How to Prevent Self-Limiting Behavior From Limiting your Leadership Potential

How to Prevent Self-Limiting Behavior From Limiting your Leadership Potential

To change behavior in a meaningful, lasting way, we need to uncover and change the belief that drives that behavior. We also need to understand that we cannot go unarmed into the fight with the negative talk that comes from our unconscious mind. We must instead counter that negativity by refocusing our minds on positive thoughts. These lessons are just a few learned from a recent workshop with Umar Hameed—neuroscience guru, Neuro-Linguistic Programming (NLP) performance coach, Jedi Master, and all-around good guy.

After the workshop, I sat down with Umar to talk about NLP and self-limiting behaviors. We also discussed how leaders can use this information to drive culture change. Tune in to my interview with Umar, and visit his website to learn more about him, NLP,  and how his work can help you and your organization.
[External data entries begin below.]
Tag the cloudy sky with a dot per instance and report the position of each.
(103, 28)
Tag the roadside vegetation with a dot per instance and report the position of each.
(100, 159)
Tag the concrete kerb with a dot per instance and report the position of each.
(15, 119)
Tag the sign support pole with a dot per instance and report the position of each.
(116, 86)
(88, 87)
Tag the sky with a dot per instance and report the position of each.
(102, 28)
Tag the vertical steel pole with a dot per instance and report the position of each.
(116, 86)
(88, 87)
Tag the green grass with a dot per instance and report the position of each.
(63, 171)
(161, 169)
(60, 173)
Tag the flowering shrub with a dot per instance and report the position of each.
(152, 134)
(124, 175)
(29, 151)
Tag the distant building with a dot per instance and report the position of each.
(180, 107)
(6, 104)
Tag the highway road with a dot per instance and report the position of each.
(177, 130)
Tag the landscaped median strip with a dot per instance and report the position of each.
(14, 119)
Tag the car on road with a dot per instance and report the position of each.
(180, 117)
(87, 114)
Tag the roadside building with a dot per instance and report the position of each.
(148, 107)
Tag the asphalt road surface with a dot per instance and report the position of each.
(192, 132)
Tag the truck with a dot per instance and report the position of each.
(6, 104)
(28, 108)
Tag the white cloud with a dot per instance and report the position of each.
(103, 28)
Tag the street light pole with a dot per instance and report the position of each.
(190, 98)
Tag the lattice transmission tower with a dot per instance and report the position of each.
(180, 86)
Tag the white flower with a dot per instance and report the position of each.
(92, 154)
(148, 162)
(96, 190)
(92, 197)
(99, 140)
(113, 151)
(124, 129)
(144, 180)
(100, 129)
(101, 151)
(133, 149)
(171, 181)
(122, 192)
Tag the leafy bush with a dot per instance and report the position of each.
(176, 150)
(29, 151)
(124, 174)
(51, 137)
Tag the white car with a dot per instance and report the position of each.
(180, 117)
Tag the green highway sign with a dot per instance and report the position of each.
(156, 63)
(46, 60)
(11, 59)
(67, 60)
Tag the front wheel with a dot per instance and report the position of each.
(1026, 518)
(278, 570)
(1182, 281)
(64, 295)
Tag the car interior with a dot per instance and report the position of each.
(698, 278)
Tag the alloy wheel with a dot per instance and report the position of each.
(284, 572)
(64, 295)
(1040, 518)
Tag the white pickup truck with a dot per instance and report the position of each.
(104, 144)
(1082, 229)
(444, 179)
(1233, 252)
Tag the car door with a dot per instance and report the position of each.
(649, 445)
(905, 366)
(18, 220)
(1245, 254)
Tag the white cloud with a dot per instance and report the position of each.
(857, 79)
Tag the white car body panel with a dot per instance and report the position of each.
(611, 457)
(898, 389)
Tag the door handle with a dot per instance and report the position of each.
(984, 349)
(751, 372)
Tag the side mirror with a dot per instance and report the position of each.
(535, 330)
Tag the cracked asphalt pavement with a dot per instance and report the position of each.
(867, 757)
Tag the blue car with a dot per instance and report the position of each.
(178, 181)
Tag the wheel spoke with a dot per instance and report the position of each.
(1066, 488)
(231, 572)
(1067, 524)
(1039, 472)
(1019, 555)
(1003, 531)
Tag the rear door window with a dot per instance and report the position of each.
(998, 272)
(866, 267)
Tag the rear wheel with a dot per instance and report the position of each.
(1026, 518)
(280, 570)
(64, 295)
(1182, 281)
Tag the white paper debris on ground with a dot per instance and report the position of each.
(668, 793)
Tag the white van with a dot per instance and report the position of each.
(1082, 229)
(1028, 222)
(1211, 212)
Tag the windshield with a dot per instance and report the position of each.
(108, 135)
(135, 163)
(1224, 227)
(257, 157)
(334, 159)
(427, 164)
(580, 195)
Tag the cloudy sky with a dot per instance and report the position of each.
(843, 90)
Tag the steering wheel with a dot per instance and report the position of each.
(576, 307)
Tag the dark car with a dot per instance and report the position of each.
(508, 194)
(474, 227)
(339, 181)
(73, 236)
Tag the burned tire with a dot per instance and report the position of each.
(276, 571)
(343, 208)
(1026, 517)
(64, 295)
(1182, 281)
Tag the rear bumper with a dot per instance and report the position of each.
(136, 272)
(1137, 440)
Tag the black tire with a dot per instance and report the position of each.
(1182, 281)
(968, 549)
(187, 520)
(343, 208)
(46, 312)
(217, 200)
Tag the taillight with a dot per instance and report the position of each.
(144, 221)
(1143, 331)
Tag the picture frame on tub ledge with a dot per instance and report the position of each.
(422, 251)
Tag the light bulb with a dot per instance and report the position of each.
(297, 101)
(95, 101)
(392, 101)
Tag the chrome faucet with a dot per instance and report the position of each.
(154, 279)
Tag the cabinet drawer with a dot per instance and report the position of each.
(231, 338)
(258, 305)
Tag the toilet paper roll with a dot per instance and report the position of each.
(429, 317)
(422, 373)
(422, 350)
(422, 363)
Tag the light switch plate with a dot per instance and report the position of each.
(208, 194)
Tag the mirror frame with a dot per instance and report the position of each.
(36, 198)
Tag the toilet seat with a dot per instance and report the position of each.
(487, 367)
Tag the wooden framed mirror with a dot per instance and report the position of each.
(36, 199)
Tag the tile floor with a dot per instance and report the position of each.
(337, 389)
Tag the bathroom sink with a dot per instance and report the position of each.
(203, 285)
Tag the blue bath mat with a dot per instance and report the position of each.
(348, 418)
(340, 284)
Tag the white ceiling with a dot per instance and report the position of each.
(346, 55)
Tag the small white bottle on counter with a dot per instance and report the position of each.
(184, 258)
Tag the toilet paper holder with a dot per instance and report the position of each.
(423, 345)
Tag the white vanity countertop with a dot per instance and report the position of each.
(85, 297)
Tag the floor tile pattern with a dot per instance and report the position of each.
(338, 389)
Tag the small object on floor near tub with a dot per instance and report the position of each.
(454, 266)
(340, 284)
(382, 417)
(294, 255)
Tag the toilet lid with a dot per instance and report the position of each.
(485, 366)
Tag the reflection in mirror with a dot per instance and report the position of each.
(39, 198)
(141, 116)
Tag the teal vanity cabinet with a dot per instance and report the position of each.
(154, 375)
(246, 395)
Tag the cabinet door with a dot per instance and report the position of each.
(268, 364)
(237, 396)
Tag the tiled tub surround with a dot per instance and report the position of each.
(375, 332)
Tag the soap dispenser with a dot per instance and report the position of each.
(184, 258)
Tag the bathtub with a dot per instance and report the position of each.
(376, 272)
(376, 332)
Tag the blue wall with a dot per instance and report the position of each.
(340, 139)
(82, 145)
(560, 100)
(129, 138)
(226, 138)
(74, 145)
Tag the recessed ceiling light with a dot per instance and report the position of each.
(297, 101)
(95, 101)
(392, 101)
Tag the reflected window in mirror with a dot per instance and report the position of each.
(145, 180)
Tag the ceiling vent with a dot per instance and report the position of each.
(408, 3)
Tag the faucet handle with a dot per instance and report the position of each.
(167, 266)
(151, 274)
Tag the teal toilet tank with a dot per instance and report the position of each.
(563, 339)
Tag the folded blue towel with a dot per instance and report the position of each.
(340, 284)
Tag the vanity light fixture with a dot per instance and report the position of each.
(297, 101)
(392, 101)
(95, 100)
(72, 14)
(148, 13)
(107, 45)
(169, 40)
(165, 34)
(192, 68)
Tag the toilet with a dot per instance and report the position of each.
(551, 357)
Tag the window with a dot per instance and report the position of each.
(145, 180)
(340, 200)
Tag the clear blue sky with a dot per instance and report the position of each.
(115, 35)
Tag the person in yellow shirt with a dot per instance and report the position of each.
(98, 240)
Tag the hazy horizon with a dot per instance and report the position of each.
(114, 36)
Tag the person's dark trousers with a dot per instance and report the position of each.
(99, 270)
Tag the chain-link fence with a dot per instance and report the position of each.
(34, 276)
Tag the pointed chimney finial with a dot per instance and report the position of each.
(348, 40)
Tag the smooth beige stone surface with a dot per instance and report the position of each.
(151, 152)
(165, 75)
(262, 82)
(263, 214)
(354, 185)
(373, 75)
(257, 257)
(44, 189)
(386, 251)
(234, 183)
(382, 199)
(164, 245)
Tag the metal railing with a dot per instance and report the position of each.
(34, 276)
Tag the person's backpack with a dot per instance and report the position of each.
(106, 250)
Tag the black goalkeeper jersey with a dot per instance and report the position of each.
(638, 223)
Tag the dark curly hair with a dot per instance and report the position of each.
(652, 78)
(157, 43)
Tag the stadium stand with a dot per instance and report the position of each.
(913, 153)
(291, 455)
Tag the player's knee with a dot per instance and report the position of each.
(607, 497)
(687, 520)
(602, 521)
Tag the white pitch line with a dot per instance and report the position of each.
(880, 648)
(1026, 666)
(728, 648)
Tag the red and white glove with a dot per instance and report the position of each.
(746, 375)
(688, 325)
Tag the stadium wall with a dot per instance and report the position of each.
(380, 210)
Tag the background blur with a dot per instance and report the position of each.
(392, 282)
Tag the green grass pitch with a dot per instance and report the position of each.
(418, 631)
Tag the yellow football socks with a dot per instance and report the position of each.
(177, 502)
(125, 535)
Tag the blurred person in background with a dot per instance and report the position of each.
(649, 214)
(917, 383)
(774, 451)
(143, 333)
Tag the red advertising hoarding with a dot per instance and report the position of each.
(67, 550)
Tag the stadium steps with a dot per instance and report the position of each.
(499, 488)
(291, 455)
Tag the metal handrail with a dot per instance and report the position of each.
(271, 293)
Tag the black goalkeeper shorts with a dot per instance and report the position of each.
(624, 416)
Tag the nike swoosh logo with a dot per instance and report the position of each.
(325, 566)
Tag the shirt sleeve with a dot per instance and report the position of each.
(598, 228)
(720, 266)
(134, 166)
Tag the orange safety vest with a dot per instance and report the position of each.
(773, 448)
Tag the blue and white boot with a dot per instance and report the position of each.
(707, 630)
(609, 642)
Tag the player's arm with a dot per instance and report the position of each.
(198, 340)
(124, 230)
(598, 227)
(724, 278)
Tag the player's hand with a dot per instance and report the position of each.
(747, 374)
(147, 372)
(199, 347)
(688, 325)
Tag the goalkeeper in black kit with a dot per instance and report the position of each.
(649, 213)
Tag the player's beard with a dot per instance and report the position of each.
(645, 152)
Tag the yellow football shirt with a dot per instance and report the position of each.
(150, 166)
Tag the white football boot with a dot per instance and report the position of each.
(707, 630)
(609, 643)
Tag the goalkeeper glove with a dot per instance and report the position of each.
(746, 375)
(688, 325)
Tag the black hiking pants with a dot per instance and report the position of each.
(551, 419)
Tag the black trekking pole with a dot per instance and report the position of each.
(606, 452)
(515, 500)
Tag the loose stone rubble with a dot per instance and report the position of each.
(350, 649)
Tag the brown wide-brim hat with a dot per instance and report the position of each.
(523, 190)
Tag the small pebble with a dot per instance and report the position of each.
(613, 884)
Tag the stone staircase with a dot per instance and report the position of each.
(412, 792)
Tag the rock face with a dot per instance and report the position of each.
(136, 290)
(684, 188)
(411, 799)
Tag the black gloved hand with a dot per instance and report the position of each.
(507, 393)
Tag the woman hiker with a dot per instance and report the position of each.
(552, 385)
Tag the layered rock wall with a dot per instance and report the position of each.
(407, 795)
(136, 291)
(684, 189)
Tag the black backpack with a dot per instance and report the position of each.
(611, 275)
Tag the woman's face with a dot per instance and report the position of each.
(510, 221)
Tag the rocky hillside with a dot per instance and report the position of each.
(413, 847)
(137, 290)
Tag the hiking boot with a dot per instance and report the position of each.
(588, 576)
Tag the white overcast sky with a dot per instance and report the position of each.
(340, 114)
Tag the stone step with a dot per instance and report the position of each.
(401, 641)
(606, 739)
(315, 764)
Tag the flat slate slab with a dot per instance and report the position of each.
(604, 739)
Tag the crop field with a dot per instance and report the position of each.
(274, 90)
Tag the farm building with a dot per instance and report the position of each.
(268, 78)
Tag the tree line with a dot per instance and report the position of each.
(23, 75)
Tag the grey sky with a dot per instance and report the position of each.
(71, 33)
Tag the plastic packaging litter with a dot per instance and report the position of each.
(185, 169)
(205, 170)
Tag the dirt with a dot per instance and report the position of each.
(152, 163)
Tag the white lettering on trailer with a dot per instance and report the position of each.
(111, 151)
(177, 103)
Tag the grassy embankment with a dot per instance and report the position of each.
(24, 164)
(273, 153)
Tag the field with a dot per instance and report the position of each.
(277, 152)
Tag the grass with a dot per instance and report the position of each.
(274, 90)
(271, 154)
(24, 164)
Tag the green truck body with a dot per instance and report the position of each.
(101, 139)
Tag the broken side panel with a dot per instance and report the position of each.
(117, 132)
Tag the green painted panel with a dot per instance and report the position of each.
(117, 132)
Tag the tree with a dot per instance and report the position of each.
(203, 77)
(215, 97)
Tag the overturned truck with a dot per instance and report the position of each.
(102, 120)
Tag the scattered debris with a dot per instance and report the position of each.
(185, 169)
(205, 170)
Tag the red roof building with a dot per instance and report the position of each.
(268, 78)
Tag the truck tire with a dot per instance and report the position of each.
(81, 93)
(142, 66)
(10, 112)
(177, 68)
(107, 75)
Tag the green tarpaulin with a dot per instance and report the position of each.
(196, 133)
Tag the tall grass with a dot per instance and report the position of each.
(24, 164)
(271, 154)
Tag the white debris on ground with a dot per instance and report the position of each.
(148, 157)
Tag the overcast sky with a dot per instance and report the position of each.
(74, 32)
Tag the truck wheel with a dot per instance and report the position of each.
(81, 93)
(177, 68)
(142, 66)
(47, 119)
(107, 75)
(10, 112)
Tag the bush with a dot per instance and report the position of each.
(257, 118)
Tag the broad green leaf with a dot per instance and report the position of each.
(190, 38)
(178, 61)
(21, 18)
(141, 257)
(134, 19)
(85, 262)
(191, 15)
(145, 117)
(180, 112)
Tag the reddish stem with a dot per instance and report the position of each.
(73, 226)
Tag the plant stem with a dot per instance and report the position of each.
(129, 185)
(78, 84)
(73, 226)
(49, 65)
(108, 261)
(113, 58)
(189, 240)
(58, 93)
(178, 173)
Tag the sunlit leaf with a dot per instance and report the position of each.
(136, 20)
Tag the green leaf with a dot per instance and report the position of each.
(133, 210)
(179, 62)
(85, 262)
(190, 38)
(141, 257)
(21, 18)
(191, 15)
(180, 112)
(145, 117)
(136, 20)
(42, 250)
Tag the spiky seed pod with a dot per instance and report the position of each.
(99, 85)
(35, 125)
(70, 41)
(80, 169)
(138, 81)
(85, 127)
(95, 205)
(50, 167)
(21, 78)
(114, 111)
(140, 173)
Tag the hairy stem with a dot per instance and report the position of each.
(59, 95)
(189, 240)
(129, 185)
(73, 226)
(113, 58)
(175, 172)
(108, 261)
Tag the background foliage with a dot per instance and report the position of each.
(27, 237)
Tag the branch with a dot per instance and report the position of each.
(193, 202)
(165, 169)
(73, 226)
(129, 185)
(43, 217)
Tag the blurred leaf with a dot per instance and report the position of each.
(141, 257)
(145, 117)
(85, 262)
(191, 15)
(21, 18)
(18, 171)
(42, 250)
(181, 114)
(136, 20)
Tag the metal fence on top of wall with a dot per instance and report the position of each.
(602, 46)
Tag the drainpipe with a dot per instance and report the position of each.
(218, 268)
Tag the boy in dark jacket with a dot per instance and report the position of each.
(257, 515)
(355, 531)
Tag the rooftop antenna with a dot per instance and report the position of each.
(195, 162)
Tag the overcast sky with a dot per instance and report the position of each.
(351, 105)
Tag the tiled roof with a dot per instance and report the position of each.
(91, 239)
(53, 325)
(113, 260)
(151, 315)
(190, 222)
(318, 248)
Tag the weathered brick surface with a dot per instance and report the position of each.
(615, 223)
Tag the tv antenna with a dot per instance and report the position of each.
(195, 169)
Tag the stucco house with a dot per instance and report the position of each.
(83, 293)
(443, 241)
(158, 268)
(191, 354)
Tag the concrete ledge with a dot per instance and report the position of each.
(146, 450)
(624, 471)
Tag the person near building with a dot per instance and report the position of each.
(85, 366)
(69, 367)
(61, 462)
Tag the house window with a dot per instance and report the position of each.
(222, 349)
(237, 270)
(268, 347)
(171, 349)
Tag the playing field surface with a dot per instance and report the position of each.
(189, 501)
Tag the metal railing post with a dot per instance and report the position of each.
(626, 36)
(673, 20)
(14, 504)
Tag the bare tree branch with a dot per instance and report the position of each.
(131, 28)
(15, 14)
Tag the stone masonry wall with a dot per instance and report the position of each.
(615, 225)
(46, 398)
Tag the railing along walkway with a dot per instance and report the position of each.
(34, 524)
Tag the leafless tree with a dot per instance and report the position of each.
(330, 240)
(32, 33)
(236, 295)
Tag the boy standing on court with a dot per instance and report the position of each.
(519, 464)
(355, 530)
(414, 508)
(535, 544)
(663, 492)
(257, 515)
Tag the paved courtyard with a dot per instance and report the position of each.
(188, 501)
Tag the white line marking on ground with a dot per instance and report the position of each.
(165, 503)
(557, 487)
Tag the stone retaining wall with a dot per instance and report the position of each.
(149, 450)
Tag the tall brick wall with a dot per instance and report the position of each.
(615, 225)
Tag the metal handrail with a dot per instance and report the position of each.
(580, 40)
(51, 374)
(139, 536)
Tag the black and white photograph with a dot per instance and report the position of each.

Finally, drop me a line or post a comment to share a self-limiting belief that you’ve struggled with in your leadership role. How are you moving past it and using that awareness to change your behavior?

TRANSCRIPT

Chad Harvey (00:05): Chad Harvey here with Umar Hameed. Umar, we just finished an excellent session with you on neuro-linguistic programming and neuroscience. What’s the one self-limiting behavior that you see many people struggle with?

Umar Hameed (00:17): Well, it’s common for all. The question is, why is it so difficult for people to change their behavior? They know what they want to change, but they just can’t seem to do it. Well, they’ll go to a workshop and get inspired, and for five minutes or five days, they’ll change that behavior. The reason it’s so difficult is underneath every behavior that counts is a belief in our unconscious that’s like a black hole of gravity that locks that old behavior in place. So, no matter how much you want to change, it just doesn’t change. And if we do get inspired to change, if we don’t address the underlying belief, the gravity of that belief will pull us back into the old way of being.

For leaders, it’s not in the behavior business. As leaders, we need to be in the belief business, because that’s how you get better performance for ourselves, our employees, and that’s how we change our culture. And when we do that, we outpace and we out-think our competition.

Chad Harvey (01:06): Fantastic. I love it. Identify beliefs and drive change. You’re the man.